Advogado comenta o impacto da cobertura midiática nos tribunais

Agnes Sofia Guimarães

“Eu não acho, tenho certeza”. A incisividade do advogado arranca sorrisos, amargos. A resposta era para um questionamento sobre o “desserviço” que a cobertura midiática poderia ter causado ao julgamento do Mensalão. O advogado, Antônio Carlos de Almeida Castro, mais conhecido como Kakay, está habituado aos holofotes da imprensa. Além de conseguir a absolvição do marqueteiro Duda Mendonça no Mensalão, ele foi o advogado da atriz Carolina Dieckman quando fotos íntimas da atriz foram publicadas na internet, e trabalhou, recentemente, na defesa de Roberto Carlos na decisão do STF sobre a legitimidade das biografias não-autorizadas.

Em conversa para estudantes de jornalismo, em São Paulo, o advogado comentou esses e outros casos e a forma como lidou com a imprensa, que, segundo ele, possui, muitas vezes, o potencial de “criar ficções” a partir de interpretações equivocadas das decisões do Tribunal. Quando foi divulgada sua derrota na decisão do STF a respeito das biografias não-autorizadas, o advogado pediu um esclarecimento aos veículos para corrigir a informação: afinal, a defesa à privacidade que defendera estava mantida pela decisão. Ao ser chamado de defensor do mensaleiro, o advogado entrou em contato com o jornalista que fez a acusação, já que seu cliente foi absolvido.

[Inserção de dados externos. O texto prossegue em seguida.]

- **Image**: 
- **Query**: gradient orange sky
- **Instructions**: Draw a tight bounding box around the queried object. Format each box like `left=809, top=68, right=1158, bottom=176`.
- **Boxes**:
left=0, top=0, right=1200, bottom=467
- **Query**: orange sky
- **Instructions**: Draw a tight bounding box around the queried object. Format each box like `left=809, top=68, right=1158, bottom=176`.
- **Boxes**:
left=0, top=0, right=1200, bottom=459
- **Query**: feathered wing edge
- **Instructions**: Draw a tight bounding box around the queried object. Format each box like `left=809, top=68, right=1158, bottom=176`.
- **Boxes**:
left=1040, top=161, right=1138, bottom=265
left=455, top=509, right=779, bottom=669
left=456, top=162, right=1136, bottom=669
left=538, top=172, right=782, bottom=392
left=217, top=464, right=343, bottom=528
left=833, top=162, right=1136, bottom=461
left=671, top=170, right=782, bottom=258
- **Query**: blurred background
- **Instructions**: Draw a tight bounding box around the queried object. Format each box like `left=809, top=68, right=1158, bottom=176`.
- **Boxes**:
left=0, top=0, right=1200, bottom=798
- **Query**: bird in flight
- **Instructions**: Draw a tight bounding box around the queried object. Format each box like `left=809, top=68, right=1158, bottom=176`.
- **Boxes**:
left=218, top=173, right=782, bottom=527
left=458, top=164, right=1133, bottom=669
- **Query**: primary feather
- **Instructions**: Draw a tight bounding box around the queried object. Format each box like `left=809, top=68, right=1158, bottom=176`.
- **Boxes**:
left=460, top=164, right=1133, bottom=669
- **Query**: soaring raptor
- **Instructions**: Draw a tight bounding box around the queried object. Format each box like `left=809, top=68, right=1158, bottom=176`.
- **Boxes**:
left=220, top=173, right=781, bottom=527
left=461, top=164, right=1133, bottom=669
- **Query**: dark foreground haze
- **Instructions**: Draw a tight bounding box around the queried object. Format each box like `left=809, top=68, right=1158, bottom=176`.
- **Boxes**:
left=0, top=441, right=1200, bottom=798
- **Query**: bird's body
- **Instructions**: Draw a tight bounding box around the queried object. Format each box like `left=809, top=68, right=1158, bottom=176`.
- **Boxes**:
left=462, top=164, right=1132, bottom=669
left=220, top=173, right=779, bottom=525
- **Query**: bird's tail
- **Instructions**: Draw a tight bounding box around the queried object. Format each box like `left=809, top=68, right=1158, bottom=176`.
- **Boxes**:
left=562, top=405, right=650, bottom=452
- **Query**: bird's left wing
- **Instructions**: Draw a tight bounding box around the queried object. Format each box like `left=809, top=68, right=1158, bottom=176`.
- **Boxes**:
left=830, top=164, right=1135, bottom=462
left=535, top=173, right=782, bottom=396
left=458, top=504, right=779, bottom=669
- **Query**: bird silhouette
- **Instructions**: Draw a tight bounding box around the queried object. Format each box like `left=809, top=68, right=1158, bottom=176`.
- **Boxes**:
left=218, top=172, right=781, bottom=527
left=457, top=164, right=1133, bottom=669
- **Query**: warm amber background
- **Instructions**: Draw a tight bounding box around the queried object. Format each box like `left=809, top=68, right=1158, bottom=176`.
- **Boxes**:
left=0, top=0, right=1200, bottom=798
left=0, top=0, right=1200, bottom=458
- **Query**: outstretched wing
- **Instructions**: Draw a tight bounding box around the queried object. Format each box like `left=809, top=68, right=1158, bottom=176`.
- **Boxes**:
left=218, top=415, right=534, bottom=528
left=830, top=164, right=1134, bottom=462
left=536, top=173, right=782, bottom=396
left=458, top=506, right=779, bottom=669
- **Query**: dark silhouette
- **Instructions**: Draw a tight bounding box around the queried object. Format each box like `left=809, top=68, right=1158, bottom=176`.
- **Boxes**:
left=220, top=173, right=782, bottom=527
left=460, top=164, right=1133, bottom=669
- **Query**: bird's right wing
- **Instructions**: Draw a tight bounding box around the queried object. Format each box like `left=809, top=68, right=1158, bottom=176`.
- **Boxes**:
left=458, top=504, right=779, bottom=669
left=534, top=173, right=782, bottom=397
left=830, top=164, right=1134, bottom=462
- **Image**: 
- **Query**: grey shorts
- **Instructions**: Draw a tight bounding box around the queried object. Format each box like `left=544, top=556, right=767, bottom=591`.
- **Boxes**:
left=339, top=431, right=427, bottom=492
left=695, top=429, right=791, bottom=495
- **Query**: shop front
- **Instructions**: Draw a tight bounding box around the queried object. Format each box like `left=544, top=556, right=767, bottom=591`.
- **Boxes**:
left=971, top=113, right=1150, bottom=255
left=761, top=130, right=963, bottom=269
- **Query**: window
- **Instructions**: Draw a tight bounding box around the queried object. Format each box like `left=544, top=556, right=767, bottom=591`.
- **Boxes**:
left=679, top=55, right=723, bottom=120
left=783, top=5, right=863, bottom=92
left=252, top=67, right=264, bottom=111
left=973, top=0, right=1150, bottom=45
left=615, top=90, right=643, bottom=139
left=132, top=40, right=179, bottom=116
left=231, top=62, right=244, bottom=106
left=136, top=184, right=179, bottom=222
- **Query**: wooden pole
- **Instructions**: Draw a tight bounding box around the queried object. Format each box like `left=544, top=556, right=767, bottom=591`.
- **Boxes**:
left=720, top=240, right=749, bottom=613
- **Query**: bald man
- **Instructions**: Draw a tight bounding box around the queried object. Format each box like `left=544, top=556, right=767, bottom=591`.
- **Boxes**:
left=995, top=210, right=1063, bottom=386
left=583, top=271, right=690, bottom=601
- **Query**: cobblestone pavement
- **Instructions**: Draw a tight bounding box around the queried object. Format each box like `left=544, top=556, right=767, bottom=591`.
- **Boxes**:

Mas o outro lado da moeda também ocorre: graças a sua fama de resolvedor da República, Kakay já recebeu várias propostas de políticos e empresários que passaram a procurá-lo graças à repercussão midiática, todas recusadas. Segundo o advogado, ele só atende casos que vieram por recomendação de clientes, ex-clientes e advogados. Outra ambiguidade da relação com a imprensa é a vaidade, que, segundo Kakay, aumentou entre os criminalistas depois que casos como o Mensalão ganharam coberturas em tempo real por emissoras como TV Globo e TV Justiça. Se isso acarretou na pré-condenação dos réus, graças à pressão social e midiática, o advogado considera importante o aumento pelo interesse a casos em que a economia e a política brasileira estão em xeque.

“Acho que existe um enfrentamento com a Imprensa que deve ser necessário. Por mais que haja problemas, a repercussão dos casos sempre será mais importante”, concluiu.